— Какая чушь! — взорвался Жан Лемо. — Политика не ваш удел, мадам!
— Но Шарль де Голль… — не сдавалась Генриетта.
— Тогда послушайте, мадам, и постарайтесь понять, что говорил наш де Голль после позорной капитуляции в июне сорокового года: «Исход этой войны не решается битвой за Францию. Это мировая война. Невзирая на все ошибки, промедления, страдания, в мире есть средства, достаточные для того, чтобы в один прекрасный день разгромить наших врагов».
— Он имел в виду нашего американского союзника…
Жан Лемо опять перебил Генриетту:
— История — тоже не ваш удел, мадам. Да перестаньте же повторять эти бредни правых писак! Наши американские, английские и прочие союзники смогли высадиться в Нормандии только после великих побед, которые одержали русские под Москвой и в Сталинграде, у Курска, на Украине и в Белоруссии. «Французы знают… что именно Советская Россия сыграла главную роль в их освобождении». Вам известно, чьи это слова? И это сказал наш де Голль!
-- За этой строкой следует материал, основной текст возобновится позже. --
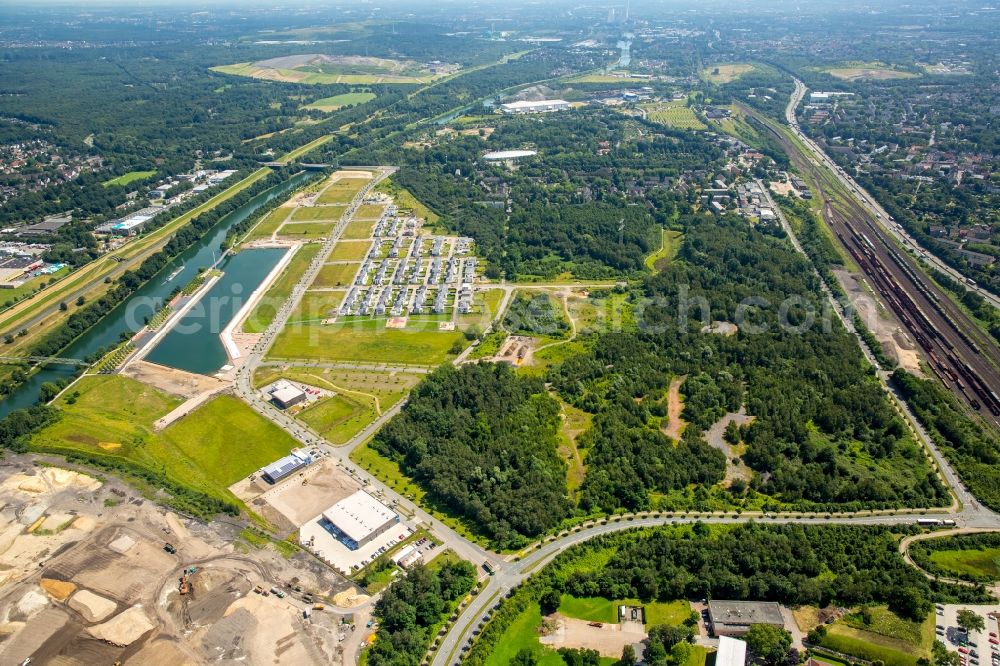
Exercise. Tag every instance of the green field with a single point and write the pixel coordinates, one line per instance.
(358, 229)
(313, 213)
(333, 103)
(364, 341)
(341, 191)
(263, 313)
(208, 450)
(980, 563)
(354, 251)
(129, 177)
(722, 74)
(305, 230)
(336, 275)
(895, 641)
(670, 243)
(598, 609)
(269, 224)
(369, 212)
(673, 114)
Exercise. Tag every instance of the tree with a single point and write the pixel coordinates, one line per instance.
(628, 657)
(970, 621)
(768, 644)
(550, 601)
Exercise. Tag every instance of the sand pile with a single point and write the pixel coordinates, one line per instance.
(57, 589)
(123, 629)
(92, 607)
(350, 598)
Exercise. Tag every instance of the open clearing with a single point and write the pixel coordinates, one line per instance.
(129, 177)
(876, 71)
(324, 70)
(673, 114)
(207, 450)
(336, 275)
(329, 104)
(722, 74)
(365, 341)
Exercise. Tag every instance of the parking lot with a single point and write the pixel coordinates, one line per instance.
(976, 648)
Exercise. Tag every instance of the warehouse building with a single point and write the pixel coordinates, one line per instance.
(357, 519)
(286, 466)
(733, 618)
(541, 106)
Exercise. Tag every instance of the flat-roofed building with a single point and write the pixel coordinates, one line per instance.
(358, 518)
(733, 618)
(540, 106)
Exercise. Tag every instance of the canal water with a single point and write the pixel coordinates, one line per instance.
(129, 315)
(193, 344)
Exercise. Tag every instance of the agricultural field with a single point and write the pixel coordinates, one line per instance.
(329, 104)
(263, 313)
(673, 114)
(349, 251)
(341, 191)
(127, 178)
(336, 275)
(112, 416)
(722, 74)
(365, 341)
(314, 213)
(875, 71)
(326, 70)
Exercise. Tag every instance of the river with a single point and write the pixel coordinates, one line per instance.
(129, 315)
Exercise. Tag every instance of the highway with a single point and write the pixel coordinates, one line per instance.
(961, 354)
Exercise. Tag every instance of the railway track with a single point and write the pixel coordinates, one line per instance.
(958, 352)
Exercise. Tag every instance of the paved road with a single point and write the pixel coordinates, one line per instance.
(882, 218)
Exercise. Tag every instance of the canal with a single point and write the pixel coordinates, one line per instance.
(130, 315)
(193, 344)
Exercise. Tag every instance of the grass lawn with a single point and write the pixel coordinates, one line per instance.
(129, 177)
(895, 641)
(269, 224)
(333, 103)
(336, 275)
(265, 310)
(674, 114)
(302, 230)
(670, 243)
(313, 213)
(721, 74)
(358, 229)
(369, 212)
(405, 200)
(597, 609)
(339, 418)
(341, 191)
(365, 341)
(316, 305)
(208, 450)
(349, 251)
(984, 563)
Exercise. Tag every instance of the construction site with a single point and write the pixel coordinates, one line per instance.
(95, 574)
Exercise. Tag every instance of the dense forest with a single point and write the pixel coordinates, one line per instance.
(791, 564)
(824, 433)
(482, 441)
(412, 607)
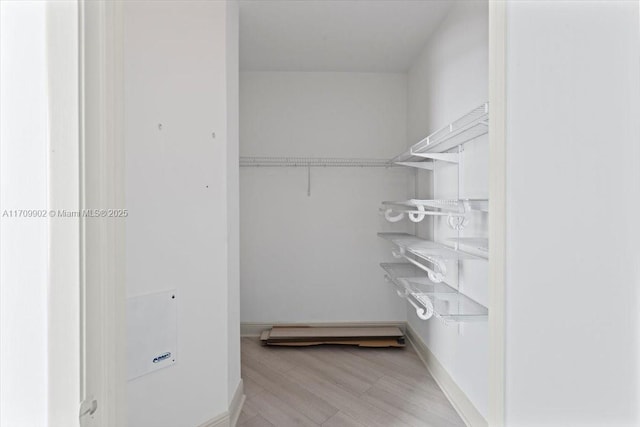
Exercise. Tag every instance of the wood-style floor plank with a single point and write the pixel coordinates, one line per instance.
(340, 386)
(256, 421)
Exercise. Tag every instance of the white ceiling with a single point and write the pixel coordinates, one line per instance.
(335, 35)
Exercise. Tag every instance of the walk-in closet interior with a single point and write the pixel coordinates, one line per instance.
(357, 196)
(364, 179)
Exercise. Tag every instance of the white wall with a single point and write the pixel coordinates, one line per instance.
(315, 259)
(24, 244)
(573, 168)
(177, 193)
(449, 79)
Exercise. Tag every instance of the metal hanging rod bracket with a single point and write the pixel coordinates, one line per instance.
(307, 162)
(445, 157)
Я плачу, мадам, над развалинами моей Орадур, но во Франции Орадур — одна, тогда как только Белоруссия дышит горечью сотен Хатыней и помнит пепел тысяч своих сожженных деревень! У моего сердца нет запасных частей, и я вынужден прекратить этот разговор. Советую досмотреть мемориал и прошу простить мой вынужденный отъезд. Бон шанс, мсье русский командир! Бон шанс, мсье волонтер!
На окраине мертвого Орадура возвышается мемориальный комплекс, посвященный памяти его жителей. Там начертаны имена жертв, выставлены принадлежащие им предметы: часы с остановившимися стрелками, обгоревшие игрушки, детские вещи, коляски.
И розы вдоль всего путиОпровергали ветер смерти…
На старые обгоревшие камни они возложили букет алых роз и молча втроем скорбели перед трагическим мемориалом. А где-то неподалеку, в кустарнике цветущего жасмина, засуетилась перепелка: «пить-полоть», «пить-полоть»… Демин прислушался и вздохнул:
— До чего же беспокойная птаха — ну, точно как в наших местах! И жаворонок в небе кувыркается по-нашему, и черный дрозд на флейте заиграл. А как стемнеет, соловьи, наверное, своими трелями всю здешнюю округу зальют — день завтрашний выдастся тогда погожим, верная это примета. Соловьи Орадура… Хатынские наши соловьи… Тысячи лет кувыркаются в небе жаворонки, смеются дети. Тысячи лет людям внушали, что женщины и дети должны быть избавлены от ужасов войны, ведь самое прекрасное и самое беззащитное на земле — это они. Потому и никогда не будет прощения тем, кто повинен в гибели беззащитных женщин и детей!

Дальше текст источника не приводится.